Grocery shop for them. But, don’t just drop off a bunch of produce and meat and expect them to whip it into meals (unless you’re planning to do that for them). Basics like bread and cheese, fruit, snack foods, milk, coffee etc., on the other hand, would likely be appreciated.
Hire a cleaning service or offer to help out with cleaning or laundy. Tread carefully here to make sure it’s not construed as offensive. An approach like, “I remember how much I appreciated a clean kitchen when I (or my sibling, aunt, friend etc.) was a new parent or how quickly laundry piled up - I would love to take care of it while you rest with baby, do you mind?”
Offer to hold the baby (only if the new parent is comfortable - everyone is different when it comes to this!) so they can nap, shower, take a walk, eat - whatever they need.
I’m someone who needs these things clearly and firmly offered, probably more than once. I’m uncomfortable asking for or accepting help. If a friend or extended family visits, then my instinct will be to host them, rather than handing them the baby and taking a nap or a shower! As a guest it can be tough to strike the right balance between offering help clearly/firmly and respecting a new parent’s preferences. Giving some advance notice to help set expectations might help e.g. I’m going to come over to say hi and give you a break - I can hold the baby while you take a shower or I’m going to come over and I’ll walk your dog before I leave if that’s ok.
And now what can new the new parent(s) do to make sure that they are honoring their own needs during this unique, personal, complicated, and special time?
Firstly, create clear boundaries. Everyone’s boundaries will look a little different. Decide what is going to feel best for you during this time. Boundaries might sound like:
I’d love to see you in a week, but I’m really not up for visitors now.
I’m not ready to let others hold the baby yet, but you’re welcome to come over for a coffee and a chat.
All visits have to be outside and I’ll ask everyone to wear masks for the entire visit.
If your boundaries are controversial or offensive to potential guests, then I would argue that they are not the type of people you want around you during this particular time. Feel free to refer them to tip number two in the bullets above.
Secondly, clearly communicate your needs and ask for help. Full disclosure, this one feels really challenging to me. It could look like:
I would love 20 minutes to take a shower, would you mind watching the baby when you come over?
I’m dying for a ______ from ________and it’s been really hard to leave the house, would you grab one for me when you come over?
The dog needs a long walk and I’m so sore, would you walk her this afternoon?
Lastly, ask your partner or a support person to manage scheduling visits and enforce agreed upon boundaries.
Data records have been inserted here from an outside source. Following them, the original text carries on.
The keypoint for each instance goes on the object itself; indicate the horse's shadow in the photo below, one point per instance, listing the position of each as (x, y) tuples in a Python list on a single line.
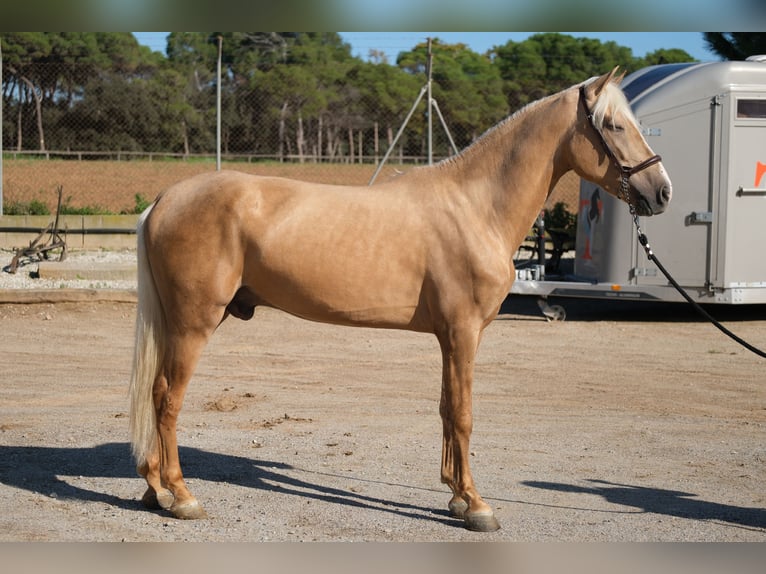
[(38, 468), (663, 502)]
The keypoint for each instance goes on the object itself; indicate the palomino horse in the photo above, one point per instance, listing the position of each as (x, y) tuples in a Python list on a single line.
[(428, 251)]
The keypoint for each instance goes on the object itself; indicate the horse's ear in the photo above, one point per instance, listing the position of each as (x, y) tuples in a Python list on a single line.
[(603, 81)]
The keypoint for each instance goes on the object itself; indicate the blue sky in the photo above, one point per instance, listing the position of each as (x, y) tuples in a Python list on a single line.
[(391, 43)]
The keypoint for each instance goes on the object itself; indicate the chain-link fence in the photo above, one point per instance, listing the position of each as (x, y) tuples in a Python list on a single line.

Rely on your immediate family to manage relatives’ requests/scheduling and to relay boundaries and wishes of the new parent(s).
And there you have it! As I said, everyone is different and what might feel right for you during this time might not feel right for someone else. At the very least, I hope that these suggestions encourage some reflection on how you want to manage guests during the immediate postpartum period (or maybe you can just ever-so-subtly forward this post to potential visitors). If you’re a friend or family member of an expectant or new parent, I hope this helps provide some guidance on how you might support them in the early weeks/months or new parenthood.
Thank you for reading and please let me know in the comments if you have any other considerations or tips to add from the perspective of either new parents or visitors!